Lasmar ressaltou também que essa nova abordagem poderia melhorar os serviços de segurança e saúde, como a atuação da Polícia Militar, Polícia Civil e SAMU nas áreas rurais. Ele destacou que a saúde pública ainda enfrenta barreiras significativas na zona rural e que a implementação do CEP rural permitirá que esses serviços cheguem com mais eficácia.
Críticas à legislação das gratificações
Por outro lado, em relação às gratificações, o tom de Lasmar se tornou mais incisivo. Ele acusou o governo de agir de forma contraditória, afirmando que, enquanto a oposição estava disposta a votar a favor do projeto das gratificações, o governo teria esvaziado a sessão ao não assegurar a presença de sua base, o que comprometeu o quórum necessário.
As críticas foram direcionadas à incoerência entre o que o governo propaga nas redes sociais e na imprensa sobre a valorização dos servidores e a prática de obstruir a aprovação de medidas que realmente poderiam beneficiar esses profissionais. Lasmar observou que essa discrepância na comunicação do governo indica uma tentativa de manter uma imagem positiva enquanto evita tomar ações concretas no plenário.
Emendas e desigualdade entre categorias
O deputado também trouxe à tona as emendas propostas pela oposição, especialmente no que diz respeito aos profissionais de saúde. Em seu discurso, ele argumentou que o impacto financeiro apresentado pelo governo é exagerado e que há uma desigualdade de tratamento entre categorias que realizam funções semelhantes, especialmente em relação aos plantões.
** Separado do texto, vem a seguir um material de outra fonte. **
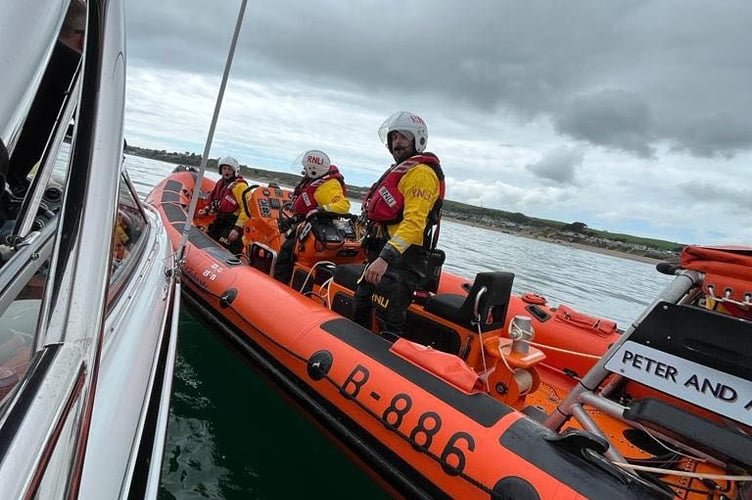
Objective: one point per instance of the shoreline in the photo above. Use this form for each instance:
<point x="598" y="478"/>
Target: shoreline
<point x="577" y="246"/>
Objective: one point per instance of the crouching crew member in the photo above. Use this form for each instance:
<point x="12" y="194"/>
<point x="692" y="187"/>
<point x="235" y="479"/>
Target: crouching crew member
<point x="226" y="201"/>
<point x="321" y="190"/>
<point x="401" y="213"/>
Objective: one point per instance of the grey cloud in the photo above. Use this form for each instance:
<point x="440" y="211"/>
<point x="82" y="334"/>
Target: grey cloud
<point x="611" y="118"/>
<point x="731" y="196"/>
<point x="560" y="165"/>
<point x="623" y="75"/>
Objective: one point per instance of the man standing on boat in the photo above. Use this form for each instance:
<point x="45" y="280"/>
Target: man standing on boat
<point x="226" y="201"/>
<point x="321" y="190"/>
<point x="401" y="212"/>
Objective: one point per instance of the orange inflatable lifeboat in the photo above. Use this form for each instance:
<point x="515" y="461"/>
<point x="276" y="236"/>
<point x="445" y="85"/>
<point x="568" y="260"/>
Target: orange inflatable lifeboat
<point x="487" y="394"/>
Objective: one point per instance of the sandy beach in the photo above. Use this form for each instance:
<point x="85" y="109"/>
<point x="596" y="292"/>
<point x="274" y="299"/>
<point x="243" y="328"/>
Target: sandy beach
<point x="578" y="246"/>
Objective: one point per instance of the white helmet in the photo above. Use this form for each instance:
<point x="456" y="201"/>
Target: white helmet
<point x="408" y="124"/>
<point x="230" y="162"/>
<point x="315" y="163"/>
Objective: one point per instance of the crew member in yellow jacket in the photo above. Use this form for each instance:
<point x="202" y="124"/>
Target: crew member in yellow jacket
<point x="321" y="190"/>
<point x="226" y="201"/>
<point x="401" y="213"/>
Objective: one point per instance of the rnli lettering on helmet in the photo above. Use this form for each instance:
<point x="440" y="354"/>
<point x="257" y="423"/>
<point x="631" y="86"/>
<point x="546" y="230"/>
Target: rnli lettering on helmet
<point x="387" y="196"/>
<point x="704" y="386"/>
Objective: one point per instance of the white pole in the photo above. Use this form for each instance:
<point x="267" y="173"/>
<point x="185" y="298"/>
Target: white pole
<point x="212" y="127"/>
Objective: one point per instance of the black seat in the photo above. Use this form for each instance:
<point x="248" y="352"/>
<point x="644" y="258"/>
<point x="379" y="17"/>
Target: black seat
<point x="492" y="291"/>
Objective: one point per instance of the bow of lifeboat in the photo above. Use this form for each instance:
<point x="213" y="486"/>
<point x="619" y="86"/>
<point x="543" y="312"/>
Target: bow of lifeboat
<point x="488" y="393"/>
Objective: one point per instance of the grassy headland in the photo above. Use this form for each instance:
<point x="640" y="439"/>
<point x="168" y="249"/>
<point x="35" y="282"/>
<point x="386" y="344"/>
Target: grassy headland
<point x="566" y="233"/>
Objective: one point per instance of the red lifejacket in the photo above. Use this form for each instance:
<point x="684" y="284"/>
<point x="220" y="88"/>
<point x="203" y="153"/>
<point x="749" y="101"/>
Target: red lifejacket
<point x="222" y="198"/>
<point x="302" y="196"/>
<point x="384" y="203"/>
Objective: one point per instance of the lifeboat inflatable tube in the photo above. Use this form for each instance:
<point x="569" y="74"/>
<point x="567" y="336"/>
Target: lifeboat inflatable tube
<point x="454" y="410"/>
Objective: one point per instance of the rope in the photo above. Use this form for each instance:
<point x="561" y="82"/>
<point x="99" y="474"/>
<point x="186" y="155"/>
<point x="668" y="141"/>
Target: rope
<point x="672" y="472"/>
<point x="591" y="356"/>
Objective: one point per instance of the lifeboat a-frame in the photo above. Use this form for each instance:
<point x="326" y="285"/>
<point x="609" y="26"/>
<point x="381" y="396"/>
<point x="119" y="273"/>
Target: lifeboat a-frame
<point x="469" y="404"/>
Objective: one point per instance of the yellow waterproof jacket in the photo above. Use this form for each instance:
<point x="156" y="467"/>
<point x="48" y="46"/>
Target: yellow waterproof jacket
<point x="331" y="198"/>
<point x="420" y="189"/>
<point x="237" y="191"/>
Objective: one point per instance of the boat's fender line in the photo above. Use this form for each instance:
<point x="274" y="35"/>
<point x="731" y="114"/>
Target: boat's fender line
<point x="446" y="366"/>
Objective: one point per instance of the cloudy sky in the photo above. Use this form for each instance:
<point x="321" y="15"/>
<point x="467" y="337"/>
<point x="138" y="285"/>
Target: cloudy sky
<point x="629" y="116"/>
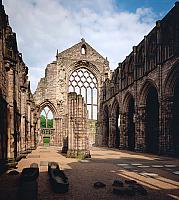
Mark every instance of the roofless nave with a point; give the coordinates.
(136, 106)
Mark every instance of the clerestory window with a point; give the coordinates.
(83, 82)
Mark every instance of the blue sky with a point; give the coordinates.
(158, 6)
(112, 27)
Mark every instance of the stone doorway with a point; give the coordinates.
(152, 121)
(131, 124)
(106, 126)
(47, 130)
(175, 121)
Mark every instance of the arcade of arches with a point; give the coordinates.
(81, 102)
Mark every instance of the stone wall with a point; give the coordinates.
(17, 111)
(52, 90)
(145, 74)
(78, 139)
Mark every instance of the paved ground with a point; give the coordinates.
(159, 175)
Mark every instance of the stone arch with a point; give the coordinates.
(47, 134)
(86, 85)
(171, 102)
(83, 64)
(106, 125)
(116, 123)
(144, 89)
(49, 104)
(129, 104)
(149, 99)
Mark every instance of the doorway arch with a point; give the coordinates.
(152, 121)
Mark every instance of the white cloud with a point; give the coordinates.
(42, 26)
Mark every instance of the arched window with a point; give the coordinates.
(46, 118)
(83, 82)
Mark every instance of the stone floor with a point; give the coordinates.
(158, 175)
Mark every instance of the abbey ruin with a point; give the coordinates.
(134, 107)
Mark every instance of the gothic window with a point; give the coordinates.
(46, 118)
(83, 82)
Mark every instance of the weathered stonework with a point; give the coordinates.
(52, 90)
(143, 91)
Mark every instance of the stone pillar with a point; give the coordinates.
(77, 126)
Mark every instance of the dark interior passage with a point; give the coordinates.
(117, 138)
(152, 121)
(175, 121)
(131, 125)
(106, 126)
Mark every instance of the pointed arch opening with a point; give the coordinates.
(152, 121)
(130, 123)
(106, 126)
(83, 81)
(116, 125)
(175, 119)
(46, 118)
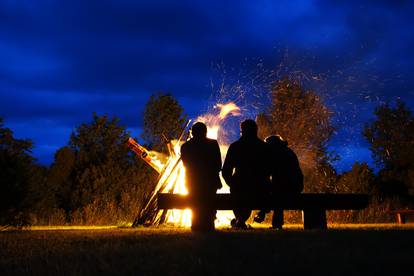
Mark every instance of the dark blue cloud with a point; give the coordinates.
(62, 60)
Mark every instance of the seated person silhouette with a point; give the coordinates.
(246, 170)
(287, 177)
(202, 161)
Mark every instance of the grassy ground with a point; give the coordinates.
(342, 250)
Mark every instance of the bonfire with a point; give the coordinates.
(172, 172)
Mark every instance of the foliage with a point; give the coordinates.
(391, 138)
(360, 179)
(164, 120)
(302, 119)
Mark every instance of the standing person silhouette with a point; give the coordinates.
(287, 177)
(202, 161)
(246, 169)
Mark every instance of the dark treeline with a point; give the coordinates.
(96, 180)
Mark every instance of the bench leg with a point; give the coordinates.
(314, 219)
(400, 218)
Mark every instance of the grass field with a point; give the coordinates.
(341, 250)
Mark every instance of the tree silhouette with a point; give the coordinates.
(302, 118)
(391, 138)
(164, 120)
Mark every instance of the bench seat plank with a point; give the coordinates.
(298, 202)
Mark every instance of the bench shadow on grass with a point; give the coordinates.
(340, 250)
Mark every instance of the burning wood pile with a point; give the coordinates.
(172, 172)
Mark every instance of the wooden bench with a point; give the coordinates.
(401, 215)
(314, 206)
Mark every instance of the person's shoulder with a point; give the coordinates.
(211, 141)
(186, 144)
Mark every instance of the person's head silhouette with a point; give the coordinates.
(276, 140)
(248, 128)
(199, 130)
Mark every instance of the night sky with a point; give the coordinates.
(62, 60)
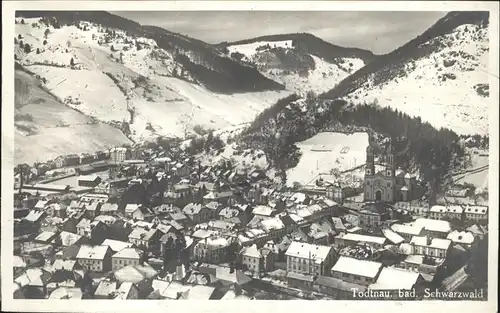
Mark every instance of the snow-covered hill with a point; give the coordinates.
(128, 80)
(301, 62)
(45, 128)
(441, 76)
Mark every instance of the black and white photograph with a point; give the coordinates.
(250, 154)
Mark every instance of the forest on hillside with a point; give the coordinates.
(417, 144)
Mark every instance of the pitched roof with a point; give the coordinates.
(357, 267)
(392, 278)
(105, 288)
(434, 242)
(129, 253)
(92, 252)
(68, 239)
(131, 208)
(263, 210)
(142, 234)
(433, 225)
(109, 207)
(251, 251)
(306, 250)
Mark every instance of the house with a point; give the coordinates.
(228, 213)
(126, 256)
(92, 230)
(118, 154)
(373, 214)
(356, 239)
(199, 292)
(304, 258)
(263, 210)
(356, 271)
(463, 238)
(105, 289)
(407, 231)
(95, 258)
(67, 239)
(212, 249)
(428, 246)
(223, 197)
(45, 237)
(274, 228)
(337, 288)
(92, 209)
(109, 208)
(393, 237)
(197, 212)
(476, 213)
(252, 259)
(394, 280)
(60, 161)
(116, 245)
(439, 212)
(89, 181)
(72, 160)
(127, 291)
(134, 211)
(145, 238)
(214, 207)
(59, 210)
(435, 228)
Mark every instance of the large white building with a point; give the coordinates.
(118, 154)
(305, 258)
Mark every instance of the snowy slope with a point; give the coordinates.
(121, 79)
(328, 151)
(46, 128)
(444, 87)
(300, 71)
(440, 76)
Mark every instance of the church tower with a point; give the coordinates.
(390, 165)
(370, 161)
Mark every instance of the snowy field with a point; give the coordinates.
(478, 178)
(57, 129)
(324, 77)
(452, 103)
(250, 49)
(162, 105)
(327, 151)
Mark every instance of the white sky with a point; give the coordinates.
(378, 31)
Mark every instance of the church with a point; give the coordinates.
(387, 184)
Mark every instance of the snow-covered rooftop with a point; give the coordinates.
(464, 237)
(318, 253)
(392, 278)
(437, 243)
(92, 252)
(357, 267)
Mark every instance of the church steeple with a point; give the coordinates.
(370, 161)
(390, 166)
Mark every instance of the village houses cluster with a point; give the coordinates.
(146, 223)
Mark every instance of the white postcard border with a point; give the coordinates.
(8, 304)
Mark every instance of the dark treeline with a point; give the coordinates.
(417, 144)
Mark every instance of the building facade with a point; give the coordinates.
(304, 258)
(386, 185)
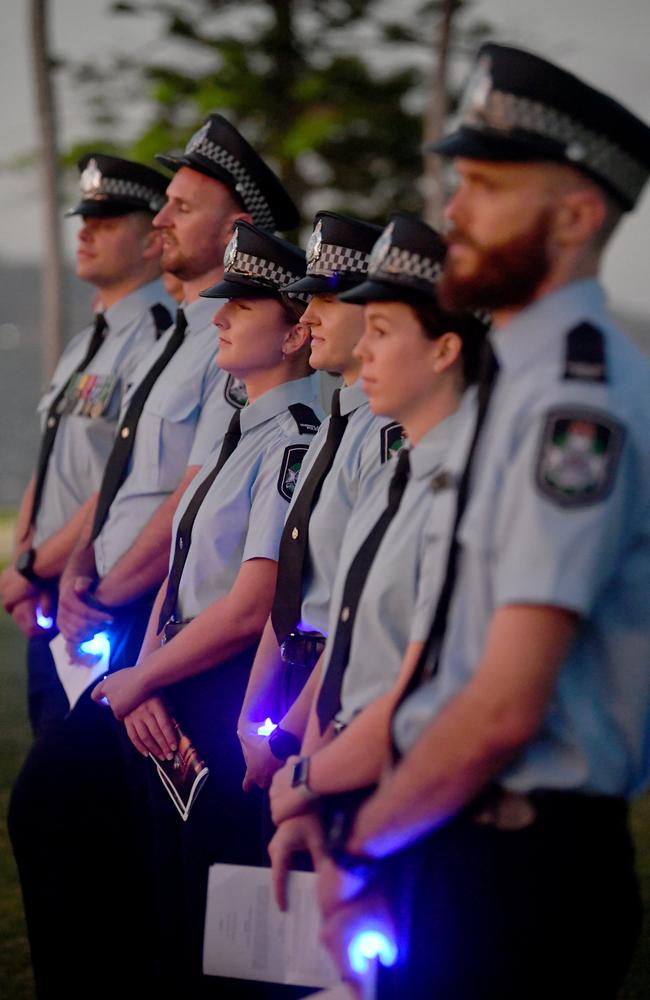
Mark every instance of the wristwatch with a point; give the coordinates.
(300, 777)
(25, 565)
(283, 744)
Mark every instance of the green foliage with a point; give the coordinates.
(330, 91)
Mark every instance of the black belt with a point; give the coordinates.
(302, 648)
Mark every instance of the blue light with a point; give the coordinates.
(99, 645)
(43, 620)
(267, 728)
(368, 945)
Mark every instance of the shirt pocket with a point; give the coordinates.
(168, 424)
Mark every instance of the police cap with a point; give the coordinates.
(111, 186)
(219, 151)
(520, 107)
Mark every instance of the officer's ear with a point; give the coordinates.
(447, 352)
(579, 216)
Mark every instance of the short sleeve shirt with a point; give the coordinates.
(386, 615)
(559, 515)
(92, 403)
(367, 443)
(184, 418)
(243, 513)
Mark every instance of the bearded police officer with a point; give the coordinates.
(526, 729)
(118, 253)
(176, 411)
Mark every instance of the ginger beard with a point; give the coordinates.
(504, 275)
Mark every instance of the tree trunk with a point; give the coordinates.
(52, 270)
(434, 119)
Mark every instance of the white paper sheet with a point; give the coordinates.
(247, 937)
(75, 677)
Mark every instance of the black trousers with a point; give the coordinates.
(223, 826)
(47, 703)
(551, 911)
(76, 846)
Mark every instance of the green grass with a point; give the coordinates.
(15, 974)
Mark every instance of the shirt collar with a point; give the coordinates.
(199, 314)
(540, 329)
(120, 315)
(434, 448)
(273, 402)
(352, 397)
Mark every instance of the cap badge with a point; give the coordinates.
(198, 137)
(381, 249)
(231, 252)
(478, 90)
(315, 244)
(91, 180)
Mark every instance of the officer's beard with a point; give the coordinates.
(504, 276)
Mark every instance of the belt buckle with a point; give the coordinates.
(509, 811)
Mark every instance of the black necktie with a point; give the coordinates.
(54, 416)
(329, 697)
(285, 613)
(118, 460)
(427, 664)
(184, 532)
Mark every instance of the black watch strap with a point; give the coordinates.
(283, 744)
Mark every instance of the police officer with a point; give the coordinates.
(72, 788)
(345, 457)
(527, 727)
(118, 253)
(208, 617)
(417, 361)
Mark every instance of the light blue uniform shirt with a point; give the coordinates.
(86, 429)
(243, 513)
(358, 461)
(386, 619)
(532, 535)
(184, 418)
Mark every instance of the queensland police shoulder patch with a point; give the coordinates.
(290, 468)
(391, 440)
(578, 456)
(235, 392)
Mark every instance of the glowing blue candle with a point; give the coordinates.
(99, 645)
(370, 944)
(43, 620)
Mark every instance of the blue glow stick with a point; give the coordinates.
(370, 944)
(99, 645)
(43, 620)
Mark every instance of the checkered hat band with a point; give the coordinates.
(505, 112)
(408, 264)
(249, 266)
(120, 188)
(253, 199)
(334, 259)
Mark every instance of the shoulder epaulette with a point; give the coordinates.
(161, 317)
(585, 354)
(306, 419)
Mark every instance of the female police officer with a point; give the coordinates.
(417, 360)
(214, 604)
(345, 457)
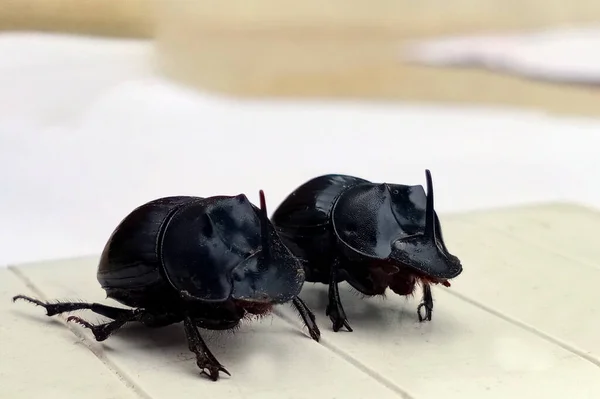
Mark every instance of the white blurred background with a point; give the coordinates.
(88, 132)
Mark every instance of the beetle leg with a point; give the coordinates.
(100, 331)
(335, 310)
(308, 317)
(53, 309)
(204, 358)
(427, 303)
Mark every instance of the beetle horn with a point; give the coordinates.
(264, 226)
(429, 212)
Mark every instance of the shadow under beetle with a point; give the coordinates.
(373, 236)
(209, 262)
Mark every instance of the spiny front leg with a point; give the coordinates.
(205, 360)
(101, 331)
(53, 309)
(335, 310)
(308, 317)
(427, 303)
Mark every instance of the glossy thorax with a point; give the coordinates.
(383, 235)
(217, 258)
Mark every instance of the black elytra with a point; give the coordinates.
(373, 236)
(209, 262)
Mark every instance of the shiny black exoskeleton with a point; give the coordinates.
(208, 262)
(373, 236)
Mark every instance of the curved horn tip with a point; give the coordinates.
(429, 180)
(263, 202)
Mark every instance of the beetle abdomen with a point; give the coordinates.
(130, 269)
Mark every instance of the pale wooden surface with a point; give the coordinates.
(521, 321)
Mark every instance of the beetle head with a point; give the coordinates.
(426, 251)
(271, 274)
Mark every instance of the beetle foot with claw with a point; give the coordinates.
(210, 368)
(428, 312)
(338, 320)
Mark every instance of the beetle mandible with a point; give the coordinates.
(373, 236)
(209, 262)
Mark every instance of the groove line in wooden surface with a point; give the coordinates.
(112, 367)
(403, 393)
(547, 337)
(524, 239)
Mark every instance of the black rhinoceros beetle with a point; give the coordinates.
(373, 236)
(208, 262)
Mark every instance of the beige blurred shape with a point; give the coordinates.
(339, 48)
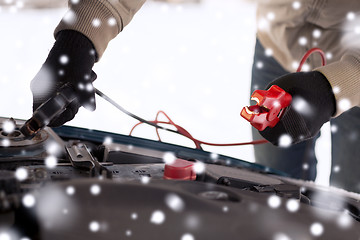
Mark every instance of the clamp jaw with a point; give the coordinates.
(270, 107)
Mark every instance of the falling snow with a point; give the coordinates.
(174, 202)
(336, 169)
(28, 200)
(134, 216)
(70, 17)
(316, 33)
(157, 217)
(5, 142)
(94, 226)
(350, 16)
(302, 41)
(336, 90)
(169, 158)
(96, 22)
(285, 141)
(281, 236)
(64, 59)
(70, 190)
(301, 106)
(292, 205)
(112, 21)
(95, 189)
(51, 161)
(145, 179)
(187, 236)
(108, 141)
(268, 52)
(5, 236)
(128, 233)
(344, 221)
(259, 65)
(274, 201)
(316, 229)
(296, 5)
(21, 174)
(8, 126)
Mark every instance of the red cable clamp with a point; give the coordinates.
(269, 108)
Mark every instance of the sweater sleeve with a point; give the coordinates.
(99, 20)
(344, 78)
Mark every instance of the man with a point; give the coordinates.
(84, 32)
(287, 29)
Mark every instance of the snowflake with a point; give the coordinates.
(316, 229)
(292, 205)
(70, 190)
(53, 148)
(274, 201)
(199, 167)
(296, 5)
(336, 169)
(89, 87)
(187, 236)
(112, 21)
(51, 161)
(108, 141)
(334, 128)
(302, 41)
(268, 52)
(70, 17)
(169, 158)
(270, 16)
(259, 65)
(128, 233)
(157, 217)
(336, 90)
(96, 22)
(301, 106)
(64, 59)
(174, 202)
(305, 166)
(357, 30)
(145, 179)
(5, 236)
(5, 142)
(281, 236)
(344, 220)
(316, 33)
(214, 156)
(328, 55)
(350, 16)
(95, 189)
(21, 174)
(134, 216)
(94, 226)
(28, 200)
(263, 24)
(344, 104)
(8, 126)
(285, 140)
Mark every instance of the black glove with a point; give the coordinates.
(313, 104)
(70, 61)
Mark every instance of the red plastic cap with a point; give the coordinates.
(180, 169)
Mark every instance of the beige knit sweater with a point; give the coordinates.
(289, 28)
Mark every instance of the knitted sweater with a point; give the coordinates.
(289, 28)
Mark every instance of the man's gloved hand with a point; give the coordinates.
(313, 104)
(70, 61)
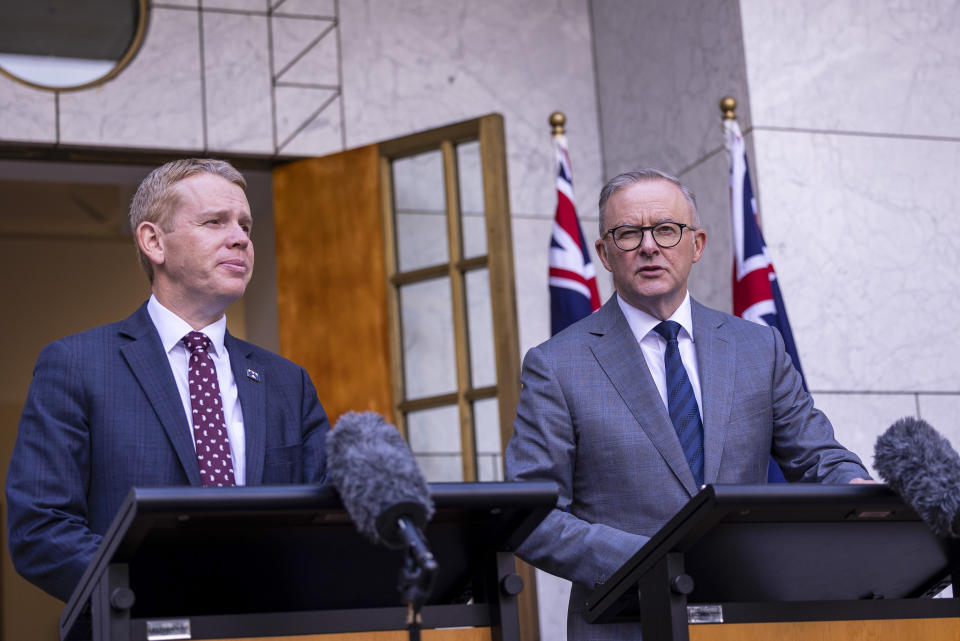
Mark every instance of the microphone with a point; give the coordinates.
(922, 467)
(381, 485)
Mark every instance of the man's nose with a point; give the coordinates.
(648, 245)
(238, 236)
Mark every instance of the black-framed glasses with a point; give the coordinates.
(629, 237)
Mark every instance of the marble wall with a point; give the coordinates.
(856, 125)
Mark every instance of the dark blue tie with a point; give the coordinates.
(681, 401)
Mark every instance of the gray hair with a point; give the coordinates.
(155, 197)
(626, 179)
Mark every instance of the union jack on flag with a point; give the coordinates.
(573, 281)
(756, 294)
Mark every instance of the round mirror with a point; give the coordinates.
(69, 44)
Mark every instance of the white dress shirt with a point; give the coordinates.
(172, 329)
(653, 345)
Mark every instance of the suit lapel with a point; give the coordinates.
(621, 358)
(717, 367)
(150, 366)
(250, 391)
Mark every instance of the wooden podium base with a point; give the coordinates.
(872, 630)
(448, 634)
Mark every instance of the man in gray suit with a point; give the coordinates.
(631, 409)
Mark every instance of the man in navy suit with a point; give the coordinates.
(628, 430)
(109, 409)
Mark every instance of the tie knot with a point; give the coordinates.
(196, 341)
(668, 329)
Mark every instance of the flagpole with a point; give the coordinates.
(558, 122)
(572, 279)
(728, 105)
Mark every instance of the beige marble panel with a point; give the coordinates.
(942, 411)
(237, 83)
(308, 121)
(28, 114)
(259, 6)
(857, 66)
(298, 56)
(313, 8)
(859, 419)
(410, 65)
(868, 256)
(662, 68)
(154, 103)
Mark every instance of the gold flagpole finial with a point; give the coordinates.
(728, 106)
(557, 123)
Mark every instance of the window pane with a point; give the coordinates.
(429, 359)
(421, 220)
(434, 437)
(486, 422)
(483, 370)
(473, 228)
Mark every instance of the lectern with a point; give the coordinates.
(783, 553)
(216, 563)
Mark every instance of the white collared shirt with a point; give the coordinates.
(653, 345)
(172, 329)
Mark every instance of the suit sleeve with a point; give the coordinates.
(544, 448)
(314, 426)
(803, 439)
(50, 541)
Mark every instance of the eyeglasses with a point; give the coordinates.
(629, 237)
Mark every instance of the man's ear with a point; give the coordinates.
(602, 254)
(150, 241)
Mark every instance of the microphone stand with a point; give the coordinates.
(417, 574)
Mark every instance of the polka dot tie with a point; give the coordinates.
(209, 426)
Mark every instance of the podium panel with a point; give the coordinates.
(869, 630)
(460, 634)
(257, 562)
(787, 559)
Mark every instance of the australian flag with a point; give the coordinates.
(573, 282)
(756, 294)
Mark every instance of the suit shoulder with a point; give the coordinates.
(262, 354)
(90, 337)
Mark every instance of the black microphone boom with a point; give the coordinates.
(385, 493)
(921, 466)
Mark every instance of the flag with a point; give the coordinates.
(573, 281)
(756, 293)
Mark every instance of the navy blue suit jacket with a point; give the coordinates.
(103, 414)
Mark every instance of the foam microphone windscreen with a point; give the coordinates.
(922, 467)
(376, 475)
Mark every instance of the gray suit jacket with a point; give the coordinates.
(591, 419)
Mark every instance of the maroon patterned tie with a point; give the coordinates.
(209, 426)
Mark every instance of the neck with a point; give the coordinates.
(196, 316)
(659, 308)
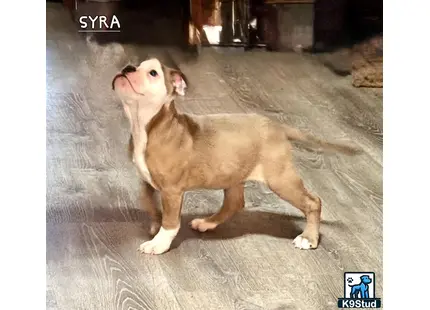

Lasmar enfatizou que a busca da oposição é por isonomia entre os servidores do Estado.
Ele alertou que a seletividade no discurso governamental sobre gratificações e valorização dos servidores é um dos fatores que atrapalha a tramitação dos projetos e, consequentemente, impede que os benefícios cheguem a quem realmente está na base do serviço público. Sua afirmação de que o projeto discutido focava apenas nos que estão “na conta da pirâmide”, e não na base, trouxe um peso político significativo.
Venda de imóveis e a desconexão com o interior
Lasmar também abordou a proposta de venda de imóveis do Estado, afirmando que, sem um diálogo efetivo com os deputados da oposição e até com os da base, essa medida não deve avançar. Ele destacou que a resistência não se limita apenas à oposição, mas também inclui parlamentares do governo que estão preocupados com a venda de imóveis importantes em suas regiões.
O deputado citou a venda de terrenos que abrigam instituições como a APAE, aeroportos e outros serviços essenciais na área da saúde, sugerindo que o governo está tentando se desfazer de bens relevantes para gerar recursos e enfrentar uma dívida que, segundo ele, foi exacerbada pela própria administração.
A crítica de Lasmar não se restringiu às questões administrativas, mas também abrangeu a relação entre a capital, Belo Horizonte, e o interior do Estado. Ele argumentou que o governo não entende as realidades urbanas e rurais e tenta impor soluções que não atendem às necessidades locais.
Concluindo a coletiva
A coletiva de Lasmar revelou um retrato de Minas em disputa, tanto no que diz respeito ao desenvolvimento rural quanto à articulação política na Assembleia Legislativa. O deputado defendeu a necessidade de modernização e criticou a falta de comprometimento do governo em temas cruciais, como a valorização dos servidores e a conservação do patrimônio público. A fala de Lasmar demonstrou um descontentamento com a desconexão entre os discursos do governo e a realidade enfrentada pela população mineira.